さて何度目かの読書のグレード・ギャッツビー。映画を観て以来2度目ですが、ギャッツビーはレオ様、ストーリーテラーである「ぼく」は初代スパイダーマン(トビー・マグワイア)に脳内でイメージ変換されてお話が進みます。不思議なのは、最初から最後まで登場しているのは「ぼく=ニック」であるのにもかかわらず、わたしにはモノクローム的にしか印象が残っていないこと。ストーリーテラー=黒子に徹したトビー・マグワイアと、対照的に、色鮮やかによみがえってくる「ギャッツビー」レオ様の美しさ。どちらもすごいな、と本を読みながらあらためて思いました。

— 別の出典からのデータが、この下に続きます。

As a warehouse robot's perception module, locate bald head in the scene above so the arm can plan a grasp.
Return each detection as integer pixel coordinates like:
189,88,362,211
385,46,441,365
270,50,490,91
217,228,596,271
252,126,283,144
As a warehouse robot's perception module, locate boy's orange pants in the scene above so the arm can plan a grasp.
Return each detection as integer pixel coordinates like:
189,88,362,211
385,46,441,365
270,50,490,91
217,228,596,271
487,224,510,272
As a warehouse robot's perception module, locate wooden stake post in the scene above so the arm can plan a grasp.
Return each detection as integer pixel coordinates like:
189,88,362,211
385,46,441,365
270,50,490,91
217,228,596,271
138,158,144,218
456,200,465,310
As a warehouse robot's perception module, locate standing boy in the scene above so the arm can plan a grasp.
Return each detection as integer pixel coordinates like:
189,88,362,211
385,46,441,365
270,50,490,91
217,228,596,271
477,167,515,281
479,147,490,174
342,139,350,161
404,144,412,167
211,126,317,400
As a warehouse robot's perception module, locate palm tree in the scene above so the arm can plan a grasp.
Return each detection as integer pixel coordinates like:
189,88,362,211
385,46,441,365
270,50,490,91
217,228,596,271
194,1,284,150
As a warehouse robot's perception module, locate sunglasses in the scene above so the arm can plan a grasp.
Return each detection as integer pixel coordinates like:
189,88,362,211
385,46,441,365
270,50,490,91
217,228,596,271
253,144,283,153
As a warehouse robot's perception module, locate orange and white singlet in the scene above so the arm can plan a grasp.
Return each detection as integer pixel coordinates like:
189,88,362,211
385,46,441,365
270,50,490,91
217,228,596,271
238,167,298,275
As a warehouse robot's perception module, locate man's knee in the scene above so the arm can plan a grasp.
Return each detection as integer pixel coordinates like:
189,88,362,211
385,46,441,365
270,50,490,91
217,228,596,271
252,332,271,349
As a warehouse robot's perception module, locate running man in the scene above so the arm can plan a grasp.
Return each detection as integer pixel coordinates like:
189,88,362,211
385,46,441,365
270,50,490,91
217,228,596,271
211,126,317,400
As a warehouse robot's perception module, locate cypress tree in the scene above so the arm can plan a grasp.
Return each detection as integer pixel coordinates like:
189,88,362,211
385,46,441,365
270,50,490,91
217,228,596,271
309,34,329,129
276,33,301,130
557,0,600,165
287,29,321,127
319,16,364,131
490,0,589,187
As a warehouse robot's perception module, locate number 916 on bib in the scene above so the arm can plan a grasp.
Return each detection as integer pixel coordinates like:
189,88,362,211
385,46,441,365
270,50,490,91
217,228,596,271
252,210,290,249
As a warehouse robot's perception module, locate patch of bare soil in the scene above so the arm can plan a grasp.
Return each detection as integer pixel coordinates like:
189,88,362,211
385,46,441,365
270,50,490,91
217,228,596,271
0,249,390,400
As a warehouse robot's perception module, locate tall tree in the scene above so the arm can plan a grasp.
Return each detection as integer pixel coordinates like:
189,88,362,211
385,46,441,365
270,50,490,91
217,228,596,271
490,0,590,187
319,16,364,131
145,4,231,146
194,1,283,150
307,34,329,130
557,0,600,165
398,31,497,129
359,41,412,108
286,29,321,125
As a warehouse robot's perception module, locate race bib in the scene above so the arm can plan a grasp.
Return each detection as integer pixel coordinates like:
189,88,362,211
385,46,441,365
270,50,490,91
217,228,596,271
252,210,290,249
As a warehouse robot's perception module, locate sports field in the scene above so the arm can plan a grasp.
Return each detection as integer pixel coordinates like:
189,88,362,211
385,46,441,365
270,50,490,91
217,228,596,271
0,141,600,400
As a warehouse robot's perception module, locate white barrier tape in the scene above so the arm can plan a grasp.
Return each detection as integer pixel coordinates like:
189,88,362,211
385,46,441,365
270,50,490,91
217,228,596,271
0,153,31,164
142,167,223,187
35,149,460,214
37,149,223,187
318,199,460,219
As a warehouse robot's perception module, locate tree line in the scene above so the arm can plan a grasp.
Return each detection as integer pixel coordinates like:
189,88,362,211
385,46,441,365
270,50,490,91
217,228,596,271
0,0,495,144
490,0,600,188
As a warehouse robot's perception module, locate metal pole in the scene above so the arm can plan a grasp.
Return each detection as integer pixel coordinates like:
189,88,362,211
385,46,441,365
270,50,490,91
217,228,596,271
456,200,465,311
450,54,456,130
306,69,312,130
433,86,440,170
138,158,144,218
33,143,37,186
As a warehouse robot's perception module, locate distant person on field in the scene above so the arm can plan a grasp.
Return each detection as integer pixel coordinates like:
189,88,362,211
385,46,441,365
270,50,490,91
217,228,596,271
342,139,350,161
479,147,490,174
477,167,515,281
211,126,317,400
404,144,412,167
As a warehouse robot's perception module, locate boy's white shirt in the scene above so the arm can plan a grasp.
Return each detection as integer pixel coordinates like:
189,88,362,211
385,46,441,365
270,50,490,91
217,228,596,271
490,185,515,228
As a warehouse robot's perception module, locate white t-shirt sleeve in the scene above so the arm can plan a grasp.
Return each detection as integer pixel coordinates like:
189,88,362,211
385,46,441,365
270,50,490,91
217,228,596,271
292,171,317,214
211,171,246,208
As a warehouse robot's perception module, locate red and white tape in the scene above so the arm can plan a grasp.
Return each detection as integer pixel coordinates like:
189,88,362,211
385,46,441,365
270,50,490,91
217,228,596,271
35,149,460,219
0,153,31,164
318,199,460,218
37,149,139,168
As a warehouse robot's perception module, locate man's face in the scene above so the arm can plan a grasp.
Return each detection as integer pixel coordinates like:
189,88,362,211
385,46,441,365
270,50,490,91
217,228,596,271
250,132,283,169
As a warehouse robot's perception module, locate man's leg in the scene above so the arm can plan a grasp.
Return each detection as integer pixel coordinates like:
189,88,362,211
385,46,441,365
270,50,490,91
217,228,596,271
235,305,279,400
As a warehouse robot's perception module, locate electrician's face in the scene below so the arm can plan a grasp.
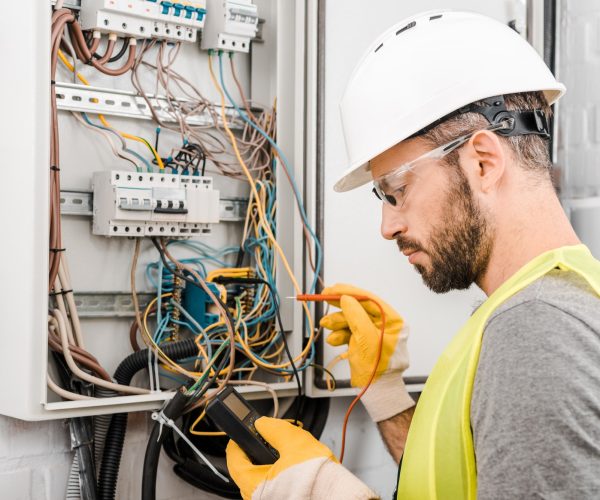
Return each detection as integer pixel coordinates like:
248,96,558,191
371,139,493,293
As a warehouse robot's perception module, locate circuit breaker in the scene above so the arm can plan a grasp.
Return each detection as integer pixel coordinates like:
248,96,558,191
93,171,219,238
201,0,258,52
81,0,206,42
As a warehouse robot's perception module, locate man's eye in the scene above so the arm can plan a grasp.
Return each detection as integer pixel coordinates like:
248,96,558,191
393,184,407,197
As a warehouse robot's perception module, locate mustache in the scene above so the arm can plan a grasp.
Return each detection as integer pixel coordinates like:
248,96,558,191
396,236,425,252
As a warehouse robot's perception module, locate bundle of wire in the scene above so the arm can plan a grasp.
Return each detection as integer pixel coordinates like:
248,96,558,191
48,9,336,498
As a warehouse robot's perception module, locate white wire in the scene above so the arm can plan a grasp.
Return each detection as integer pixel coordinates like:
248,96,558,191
46,373,94,401
52,309,150,394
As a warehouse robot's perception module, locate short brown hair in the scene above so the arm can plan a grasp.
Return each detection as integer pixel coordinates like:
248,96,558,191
419,91,552,178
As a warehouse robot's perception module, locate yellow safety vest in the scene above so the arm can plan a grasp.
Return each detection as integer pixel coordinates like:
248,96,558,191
398,245,600,500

何度読んでも切ないですね。個人的な悲劇物語のようでありながら、戦争、格差など、当時の社会問題が色濃く反映されていることを強く思った、何度目かのギャッツビーでした。北米の西部と東部。その違い(格差)がどのようであるのか、行ったこともないわたしには、文中から推し量りながら読み進めるしかありません。そのような背景を補うものとして、巻末の、訳者による解説が、この文庫版の読みどころかもしれません。